Çin'de koronavirüs nedeniyle ölenlerin sayısı 41'e yükseldi, on kent karantinada

Durum kötüleşince salgının çıktığı ve ülkenin en büyük şehirlerinden biri olan Vuhan'da ilk olarak tecrit uygulaması başlatıldı. Toplu ulaşım kısmen kapatıldı ve başka bölgelerde normal seyrinde devam etti bu da on milyonlarca kişiyi etkiledi.

Salgın hakkında internette bilgi paylaşmaya çalışan en az iki yurttaş gazetecinin kaybolduğu haberleri geldi.

Sokaklarda vücut ısısını ölçen kontrol noktaları oluşturuldu. Bazı bölgelerde insanları bulundukları binalarda tutmak için kapıya güvenlik görevlileri yerleştirildiği bildirildi. Çin, insanların hareketlerinin kısıtlanmasına yardım ve kamu sağlığını takip edebilmek için geniş çaplı gözetleme sistemini kullanmakla suçlandı.

Durum düzelmeye başlayınca Çin'de de hayatın yavaş yavaş normale döndüğünün işaretleri görülmeye başlandı. Ama İnsan Hakları İzleme Örgütü (HRW) gibi bazı kuruluşlar, Dünya Sağlık Örgütü'nün (WHO) Pekin'in salgınla mücadelesine yanıtını 'insan hakları, sansür gibi uygulamaları meşrulaştırdığı' gerekçesiyle eleştirdi.

Çin'den sonra en kötü durum İtalya'da

Son haftalarda durumun hızla kötüleştiği İtalya, Çin'den sonra koronavirüs salgınının en sert vurduğu ülke oldu. Virüsün yayılmasını durdurmak için günlük hayata kademeli olarak bazı kısıtlamalar getirildi. İlk olarak ülkenin kuzeyinde seyahat uygulamaları başlatıldı, daha sonra bu uygulama ülke geneline yayıldı.

İtalyan hükümeti 60 milyon nüfusuna mümkün olduğu kadar evde kalmaları tavsiyesinde bulundu. Halk yalnızca, gerekli malzemelerin alınması gibi acil ihtiyaç halinde dışarıya adım atabiliyor. Dışarıya çıktıklarında da seyahat gerekçelerini gösteren bir form taşımaları gerekiyor. Bu kurallara uymayanlar da 206 euro'ya kadar para cezası ve hatta hapis cezasıyla karşı karşıya kalıyor.

İspanya'da da halka tecrit uygulaması başlatıldı. Zaruri görülmeyen mekanlar kapatıldı, halka ancak ihtiyaç durumunda evlerinden çıkmaları söylendi.

İspanya Başbakanı Pedro Sánchez, ülke tarihinin yakın geçmişinde ikinci defa olarak ulusal acil durum ilan etti.

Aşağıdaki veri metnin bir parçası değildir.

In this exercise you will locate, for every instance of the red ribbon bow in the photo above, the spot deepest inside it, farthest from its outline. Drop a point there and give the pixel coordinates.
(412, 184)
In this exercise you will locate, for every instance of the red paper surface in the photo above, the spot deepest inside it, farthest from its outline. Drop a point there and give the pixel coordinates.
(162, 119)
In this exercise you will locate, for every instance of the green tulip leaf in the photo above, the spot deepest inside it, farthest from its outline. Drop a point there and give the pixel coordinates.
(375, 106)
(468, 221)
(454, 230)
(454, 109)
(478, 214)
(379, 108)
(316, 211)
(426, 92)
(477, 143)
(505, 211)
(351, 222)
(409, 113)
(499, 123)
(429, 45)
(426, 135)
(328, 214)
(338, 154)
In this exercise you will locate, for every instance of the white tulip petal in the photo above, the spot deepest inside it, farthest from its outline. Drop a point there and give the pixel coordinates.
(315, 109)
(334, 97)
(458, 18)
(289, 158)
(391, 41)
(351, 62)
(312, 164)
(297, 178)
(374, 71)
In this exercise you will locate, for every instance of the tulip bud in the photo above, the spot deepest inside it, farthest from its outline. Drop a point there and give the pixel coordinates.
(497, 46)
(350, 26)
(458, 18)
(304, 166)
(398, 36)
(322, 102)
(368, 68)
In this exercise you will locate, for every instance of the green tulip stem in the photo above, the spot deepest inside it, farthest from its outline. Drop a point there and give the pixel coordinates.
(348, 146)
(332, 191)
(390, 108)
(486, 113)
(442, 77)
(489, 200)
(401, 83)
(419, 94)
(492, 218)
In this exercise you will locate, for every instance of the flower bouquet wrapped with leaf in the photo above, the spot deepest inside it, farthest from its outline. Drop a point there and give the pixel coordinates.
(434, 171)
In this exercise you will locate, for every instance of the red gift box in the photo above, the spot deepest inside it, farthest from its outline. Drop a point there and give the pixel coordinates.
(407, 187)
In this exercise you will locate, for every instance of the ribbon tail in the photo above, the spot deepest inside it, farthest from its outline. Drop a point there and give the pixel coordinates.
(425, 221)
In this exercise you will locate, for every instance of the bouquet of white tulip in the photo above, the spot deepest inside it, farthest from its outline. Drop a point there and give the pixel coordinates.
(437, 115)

Başbakan, İspanyol halkına 'fedakarlıklarda bulunmaları gereken çok zor haftalarla' karşı karşıya kalacaklarını söyledi.

İspanya'da halkın toplanmasına engel olmak için güvenlik görevlileri ve ordunun konuşlandırıldığı haberleri geldi. İspanyol medyasına göre ülkedeki evsizlerin korunması ve barınmalarını sağlamak için de silahlı kuvvetler devreye girdi.

Bazı ülkeler de virüsün yayılmasını engellemek için ağır yaptırımlar uygulamaya başladı. Suudi Arabistan, ülkeye girerken sağlıkları ve seyahatleri hakkında doğru bilgi vermeyenlere 133 bin dolara kadar para cezası uygulanacağını duyurdu.

Bazı ülkeler hava ve kara sınırlarını kapatıp ülkeye girişleri tamamen yasakladı. Bazı ülkeler ise ülkeye girenlere mecburi 14 gün karantina uygulaması ve oteller gibi özel konaklama alanlarında kendilerini tecrit etmeleri kuralı getirildi.

Avustralya'da tecrit kurallarına uymayanlar ağır cezalarla ve hatta bazı bölgelerde hapis cezası tehdidiyle karşı karşıya. En yüklü miktarda para cezası Batı Avustralya'da uygulanıyor, kural ihlallerinin cezası 50 bin dolara kadar çıkıyor.

Yeni Zelanda Başbakanı Jacinda Ardern bireysel tecrit kurallarına uymayanlara ceza verileceğini ve ülkeden gönderilebileceklerini söyledi. Ardern, "Eğer buraya geliyorsanız ve bireysel tecrit taleplerimize uyma niyetiniz yoksa samimi olarak söylüyorum burada istenmiyorsunuz, sınır dışı edilmeden ülkeyi terk etmelisiniz" dedi.

ABD'de, Hastalıkları Kontrol ve Önleme Merkezi (CDC) görevlilerinin ülke dışından girişleri engelleme ve eyaletler arası hastalıkların yayılmasını önleme için yetkileri var.

Bu yetkiler kapsamında, Vuhan'dan ülkeye giren Amerikalılar California'da bir askeri üste mecburi karantina altına alınmıştı.

CDC, vatandaşların sağlıklarının korunması için, eyaletlerin kendi sınırları içinde görevli yerel yönetim yetkililerinin de 'polislik faaliyeti' yetkileri bulunduğunu söyledi. Bazı eyaletler günlük yaşamı etkileyecek bazı ek kısıtlamalar getirdi. Bu kısıtlamalar arasında 50'den fazla kişinin bulunacağı etkinliklerin yasaklanması da dahil.

ABD'de kurallara uymayanların sorun çıkardığı bazı vakalar da yaşandı. Kentucky'de bir kişi kendisini tecrit etmeyi reddetti. Yerel medyanın aktardığına göre bu kişiyi evinde tutmak için evinin kapısına polis yerleştirildi.